How to Brew and Use Compost Tea
No more excuses, it's time to give compost tea a try! Contrary to popular belief, compost tea is much more than just dirt steeped in water. It's complete garden nutrition! Teeming with beneficial soil microbes and plant essential nutrients, compost tea effectively feeds hungry roots while simultaneously boosting soil quality.
Lush growth, bountiful blooms, and absolutely delicious produce can be achieved with a compost tea regimen. Plus, since compost tea is derived from natural compost, you'll rest easy knowing that synthetic or potentially toxic fertilizers are not invading your prized garden. If you agree that it's time, stick tight and learn the basics of how to use compost tea!
What Kind of Compost Should You Use?
To have a tea worthy of feeding your garden with, you must start with a quality compost. Now, for those of you who maintain a home composter, you're already halfway there! Homemade composts composed of various leaves, yard trimmings, and kitchen scraps often contain a bounty of beneficial microbes and nutrients. These composts are perfect for brewing into compost tea!
Okay, that's great, but what if homemade compost is unavailable? Not to worry, there are plenty of compost producers out there that create some really exquisite blends! Personally, I've had great success with the premium composts produced by CompTea.
How to Brew Compost Tea
With a quality compost secured, break out a five-gallon bucket and start the brewing process! Here are the two most common techniques for creating homemade compost tea:
- The Passive Brew—The simplest of the brewing techniques, a passive brew is basically allowing a portion of compost to steep in water for 24 hours. For maximum effectiveness, allow five gallons of tap water to sit out overnight. This step allows for any microbe-harming chlorine to dissipate. Once the water has sat, add one pound of compost and steep. Stir several times throughout steeping, and within a day's time, you'll have compost tea ready for use!
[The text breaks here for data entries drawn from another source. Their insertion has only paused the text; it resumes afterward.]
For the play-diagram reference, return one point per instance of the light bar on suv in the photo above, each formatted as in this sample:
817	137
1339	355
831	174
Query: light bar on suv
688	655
- The Active Brew—Also known as the aerated brew, the active brewing process is one step up from the passive brew. While the preparation, compost weight, and steeping time remains the same, the brew differs in the sense that an air pump is allowed to provide constant oxygenation to the tea during steeping. It is thought that this extra oxygenation boosts microbial populations beyond that of a passive brew. A small aquarium air pump and diffuser is an inexpensive and effective way to achieve an active brew.
How to Use Compost Tea
After the short steeping period, your compost tea is now ready to use. So, just exactly how do you apply compost tea? Well, as with the brewing process, applying compost tea can also be done in a couple different ways:
- Soil Drench—The easiest way to utilize the powers of your compost tea is the soil drench. Basically, you'll water your plants as normal with the unfiltered tea. As you water, the tea and bits of compost inoculate garden soils with diverse microbial populations and plant available nutrients. Garden plants immediately begin consuming available nutrients, while the soil microbes increase nutrient cycling for slow-release feeding. Since compost teas offer gentle nutrition that will never cause root burn, they can be fed at full strength at a frequency up to every other watering.
- Foliage Spray—While you typically won't need to utilize this technique as often as the soil drench, foliar feeding garden plants with compost tea is also very beneficial. Since plants are generally able to absorb nutrients through their leaves much quicker than through their roots, compost tea can offer a quick pick me up. With available micro-nutrients and trace minerals, a filtered compost tea will help plants fight off deficiencies and remain insanely lush! To foliar feed with compost tea, strain the tea of large particles, dilute with one part water, and add to a spray bottle or sprayer. For best results, thoroughly mist foliage (tops and undersides) during the cooler hours of the morning or evening.